But when it comes to homeschooling…what if you don’t have internet access? or good internet access?
Is it even possible to homeschool without an internet connection?
Yes, you can homeschool without the internet!
Remember, up until 25 years ago, not only did most people not have reliable internet access (can you say dial-up?!), they didn’t have ANY internet access. So relax, for the vast majority of human history people managed to learn and do it successfully without turning to the internet for every piece of information.
Now, that being said, and when you consider our play is crucial / unschooly point of view, it shouldn’t be surprising that we think a low-tech or no-tech early childhood is a great option, perhaps even the BEST option!
No tech, real-world engagement for the win
In fact, a screen-free education for young kids is a good thing to aim for.

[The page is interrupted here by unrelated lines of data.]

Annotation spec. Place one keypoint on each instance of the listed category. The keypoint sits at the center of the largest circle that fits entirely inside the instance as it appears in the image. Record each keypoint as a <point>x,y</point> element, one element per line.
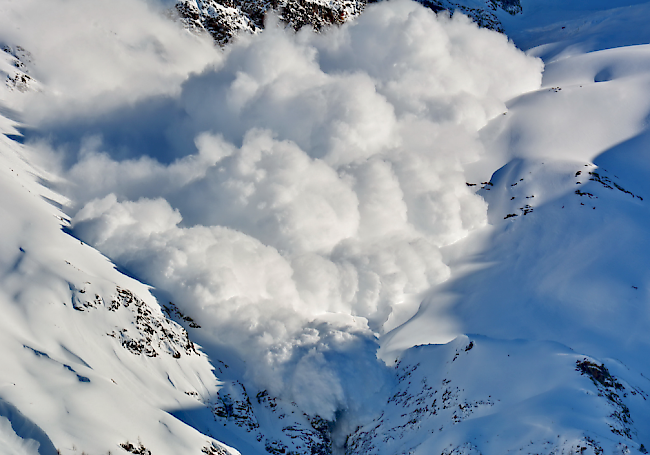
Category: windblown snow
<point>309,202</point>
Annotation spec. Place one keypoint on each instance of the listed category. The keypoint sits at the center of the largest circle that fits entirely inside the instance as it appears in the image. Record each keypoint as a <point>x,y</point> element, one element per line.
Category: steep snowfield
<point>297,203</point>
<point>562,261</point>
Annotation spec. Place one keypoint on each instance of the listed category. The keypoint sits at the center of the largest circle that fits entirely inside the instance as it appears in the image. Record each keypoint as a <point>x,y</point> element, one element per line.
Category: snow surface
<point>406,185</point>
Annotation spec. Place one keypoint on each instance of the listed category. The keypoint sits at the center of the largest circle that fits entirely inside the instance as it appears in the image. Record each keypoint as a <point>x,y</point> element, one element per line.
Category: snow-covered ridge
<point>269,345</point>
<point>225,19</point>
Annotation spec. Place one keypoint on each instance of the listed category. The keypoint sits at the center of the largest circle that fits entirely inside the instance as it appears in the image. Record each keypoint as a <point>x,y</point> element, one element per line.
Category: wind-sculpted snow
<point>295,194</point>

If you’re at a restaurant, don’t hand them a phone, talk to your kids about what’s going on around them or pull out one of the travel games all homeschool moms seem to have in their purses. (We’re not sure if that’s a homeschool mom rule, but it might be! LOL!)
Kids easily pick up on computers, but being fascinated by the real world around them is hugely beneficial to young children.
So seriously — a library card (or an at-home library), a kitchen, a yard, a local park, and the occasional shopping expedition are all you need for a robust homeschool experience.
When our kids were little, a huge portion of their educational experience involved reading aloud to them. Social studies, science, and reading can all be learned from the pages of a library book! Join the legions of homeschooler parents who head to the library with a laundry basket.
Turn them outside to explore what’s happening in or back yard. When they’re hungry and ready to come back inside, cook with them in the kitchen. While you’re at it, singing and dancing in the kitchen always makes for a good time.
Encourage them to play with their toys rather than veg out in front of the television.
Sometimes it seemed that all we did was talk, because when our kids were small, we narrated everything!
A trip to the grocery store could take all morning because we’d be talking about everything we saw. In the produce section we’d compare the differences between various kinds of apples, hunt for things that were green, or smell all the different citrus fruits. Then we’d head to the canned goods and start all over again. Once you’re back home in the kitchen, explain what you’re cooking, what your utensils are, how they work.
Need to do the laundry? Explain everything you’re doing to your kids. Count clothes, sort clothes, fold clothes — one towel, two towels, red towels, blue towels. It’s like a real-life One Fish Two Fish Red Fish Blue Fish!